Bu tasarıda, soruşturma yapılmasına izni görevi veren vermiyor, Milli Savunma Bakanı’na bırakmış, Jandarma ve Sahil Güvenlik için de İçişleri Bakanı’na.
‘Genelkurmay nasıl kabul etti?’
Emekli bir asker olarak beni rahatsız eden, MİT Müsteşarına tanınan yetkinin, Genelkurmay Başkanı ve kuvvet komutanlarından sakınılması.
Negatif ayrımcılık bu. Niye yapıyorsun bu ayrımcılığı silahlı kuvvetlere. Yani kin mi dersiniz, endişe mi dersiniz, korku mu dersiniz, öfke mi dersiniz.
Yani bu duruş neden. Bütün bu olanlardan sonra bu bile tek başına son derece rahatsız edici.
Bunun kabahatini ben siyasilere bulacak değilim. Genelkurmay başkanı ve kuvvet komutanlarının buna nasıl razı olduğunu merak ediyorum.
Onlar bunu nasıl kabul etti.
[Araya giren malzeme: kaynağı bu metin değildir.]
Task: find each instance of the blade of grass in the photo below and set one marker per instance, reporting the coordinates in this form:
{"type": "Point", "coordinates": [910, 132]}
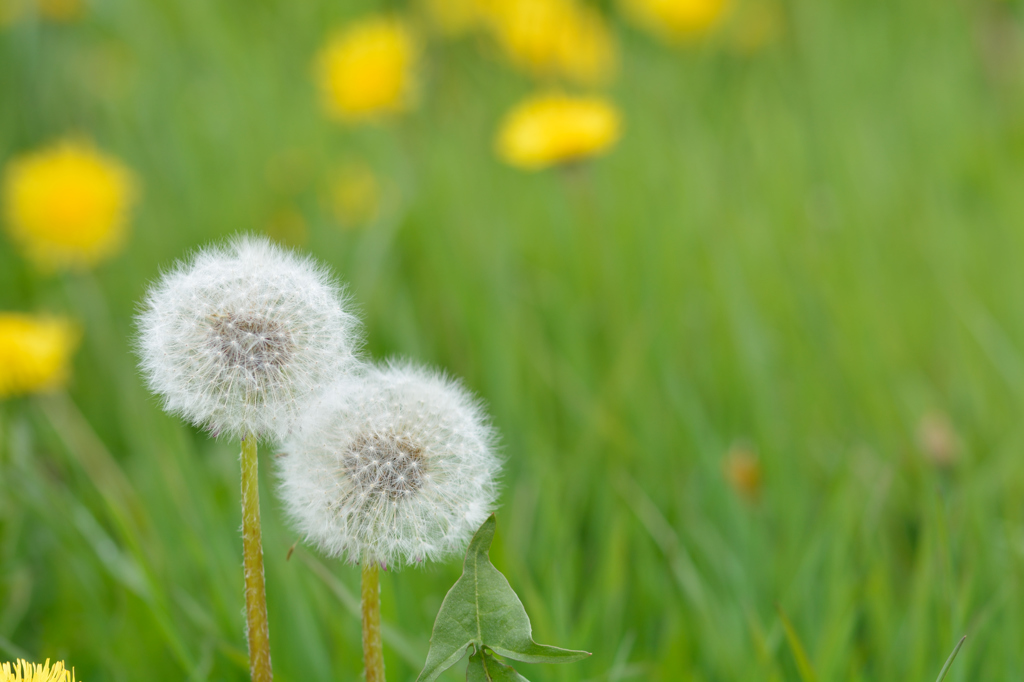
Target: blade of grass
{"type": "Point", "coordinates": [949, 661]}
{"type": "Point", "coordinates": [796, 646]}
Benim gördüğümü Genelkurmay Başkanı görmüyor mu? Herhalde görüyordur. Niye itiraz etmedi?”
HDP İSTANBUL MİLLETVEKİLİ ERDAL ATAŞ: AKP, ELİNİ VERDİ KOLUNU KAPTIRDI!
Tasarı; siyaseti öteleyen, askerî vesayeti ön plana çıkaran, ülkedeki demokratikleşmeyi ortadan kaldıran, diktatörlüğü ve baskıcı rejimi beraberinde getiren sonuçlara yol açacak.
AKP bizzat kendi eliyle yapmış olduğu darbe ittifakından kaynaklı gelinen aşamada mevcut yetkilerinin hemen hemen hepsini askere devretmektedir.
EMASYA Protokolü, daha ağırlaştırılmış hâliyle geri getirildi. AKP sırf istedikleri yerine gelsin diye mevcut uygulamış olduğu bu politikalar sonucunda elini vermiş, şimdi de kolunu kaptırmıştır.
ADALET BAKANI BEKİR BOZDAĞ: ASKERE HUKUKİ HİMAYE
Bu EMASYA falan değildir. Terörle mücadelede silahlı kuvvetleri Bakanlar Kurulu görevlendirdiği zaman nerede görevlendirdiğini yazacak.
Ne kadar süre ile görevlendirdiğini yazacak. Bu hukuki himaye terörle mücadele için görevlendirilen yerlerle sınırlı olacak ve görevlendirilen süre kadar olacak.
MİLLİ SAVUNMA BAKANI FİKRİ IŞIK: EMASYA İLE ALAKASI YOK
EMASYA Protokolü’nde daha önce il valilerinin talepleri oluyordu, o taleplerden sonra büyük oranda yetki askerî kademedeydi.
Şimdi, sadece operasyonun icrası yetkisi askerî kademededir. Onun dışındaki her türlü yetki yine sivil otoritededir.
Bu getirilen düzenlemenin, EMASYA’yla uzaktan, yakından alakası yok.